As you can see in the image below, I already have the fix for this issue, but I would like to check if I am missing something (or if I have found a bug!) with set_len.
In the pane on the left I have set_len removing the contents of a file, and on the right I have OpenOptions recreating the file with truncate=true. What I have found is that set_len not only leaves behind null chars at the start of the file on each write, but the number doubles every time. If I don't delete the file, it eventually becomes too big to open. (See the results after running the program a number of times in the second image.
Can someone help explain what I am seeing? Thanks in advance.
// Line 32 uses set_len, which doesn't remove null chars at start of thing.txt
use std::env;
use std::fs::OpenOptions;
use std::io::*;
fn main() {
let arguments: Vec<String> = env::args().collect();
let mut big_file = OpenOptions::new()
.read(true)
.write(true)
.create(true)
.truncate(false)
.open("thing.txt")
.expect("make the file fail");
let mut content = String::new();
big_file
.read_to_string(&mut content)
.expect("could not read detail of file");
println!("{}", content);
let mut detail: Vec<String> = content
.split_whitespace()
.map(|s| s.to_string())
.collect();
for element in arguments.iter().skip(1) {
detail.push(element.to_string());
}
big_file
.set_len(0)
.expect("Leaves null chars at start of file");
for element in detail {
println!("{}", element);
writeln!(big_file, "{}", element).expect("what am I missing?");
}
}
// Line 32 uses set_len, which doesn't remove null chars at start of thing.txt
use std::env;
use std::fs::OpenOptions;
use std::io::*;
fn main() {
let arguments: Vec<String> = env::args().collect();
let mut big_file = OpenOptions::new()
.read(true)
.write(true)
.create(true)
.truncate(false)
.open("thing.txt")
.expect("make the file fail");
let mut content = String::new();
big_file
.read_to_string(&mut content)
.expect("could not read detail of file");
println!("{}", content);
let mut detail: Vec<String> = content
.split_whitespace()
.map(|s| s.to_string())
.collect();
for element in arguments.iter().skip(1) {
detail.push(element.to_string());
}
big_file
.set_len(0)
.expect("Leaves null chars at start of file");
for element in detail {
println!("{}", element);
writeln!(big_file, "{}", element).expect("what am I missing?");
}
}
The file’s cursor isn’t changed.
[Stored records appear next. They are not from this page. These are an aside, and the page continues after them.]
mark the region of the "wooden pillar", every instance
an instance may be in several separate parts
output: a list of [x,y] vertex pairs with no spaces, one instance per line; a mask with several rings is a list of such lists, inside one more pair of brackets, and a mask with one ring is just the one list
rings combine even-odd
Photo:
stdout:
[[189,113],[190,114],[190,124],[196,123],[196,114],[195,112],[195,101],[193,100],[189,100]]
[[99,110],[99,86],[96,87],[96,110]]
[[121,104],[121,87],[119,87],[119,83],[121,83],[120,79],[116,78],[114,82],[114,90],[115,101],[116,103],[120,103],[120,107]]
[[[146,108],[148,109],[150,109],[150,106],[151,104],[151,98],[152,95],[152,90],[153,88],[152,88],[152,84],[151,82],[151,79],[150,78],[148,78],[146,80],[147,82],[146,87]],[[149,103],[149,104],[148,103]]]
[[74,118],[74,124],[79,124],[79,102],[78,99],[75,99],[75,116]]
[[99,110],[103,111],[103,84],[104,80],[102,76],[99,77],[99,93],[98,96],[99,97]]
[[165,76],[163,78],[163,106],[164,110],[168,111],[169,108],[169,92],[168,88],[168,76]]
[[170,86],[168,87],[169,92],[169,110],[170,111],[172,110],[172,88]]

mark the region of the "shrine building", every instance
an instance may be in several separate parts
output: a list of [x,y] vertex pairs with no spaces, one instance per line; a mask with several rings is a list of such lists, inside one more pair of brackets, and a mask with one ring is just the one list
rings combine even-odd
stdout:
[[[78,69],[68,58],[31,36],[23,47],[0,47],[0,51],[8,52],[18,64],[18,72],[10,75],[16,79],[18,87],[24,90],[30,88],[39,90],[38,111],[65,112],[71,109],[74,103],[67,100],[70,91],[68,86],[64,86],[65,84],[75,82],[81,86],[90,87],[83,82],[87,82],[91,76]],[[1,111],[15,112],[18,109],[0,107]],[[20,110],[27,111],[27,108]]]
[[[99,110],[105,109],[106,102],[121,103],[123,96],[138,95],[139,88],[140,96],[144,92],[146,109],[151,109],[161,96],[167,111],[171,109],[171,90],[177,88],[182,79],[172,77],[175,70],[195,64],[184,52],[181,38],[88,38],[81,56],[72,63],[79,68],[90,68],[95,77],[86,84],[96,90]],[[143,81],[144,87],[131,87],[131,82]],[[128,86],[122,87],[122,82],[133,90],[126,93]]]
In particular, if the cursor was at the end and the file is shrunk using this operation, the cursor will now be past the end.
What happens if you seek to the beginning after truncation?
Was not aware that the cursor could have a position of, say, 1234 if set_len(0) was reducing the file length to 0. That is, I would have thought that the cursor position would be set to x in set_len(x) if currently greater than x.
Added the following:
big_file
.rewind()
.expect("Cannot set cursor to start of file");
This doesn't remove the null char at the start of the file, but it's not creating any new nulls.
If I delete the file and re-run the program, it creates and maintains the file without nulls.
Success!
I'm going to stick with the truncate solution as I have an operation that reduces the text length, and I don't want a file with trailing nulls, but rewind() does seem useful for other cases.
For POSIX-like systems (and for Windows, which emulates them), seeking past the end of the file is the standard method to create a "sparse" file. Truncating a file to shorter than the position of some handle and then writing through the handle has the same effect. They're pretty niche and it's not surprising you wouldn't have encountered them.
On most FSes, the zeroes you're seeing are generated by the FS at read time, and are not stored to disk. That's what makes the file "sparse" in the first place: only the data that has been written is actually stored.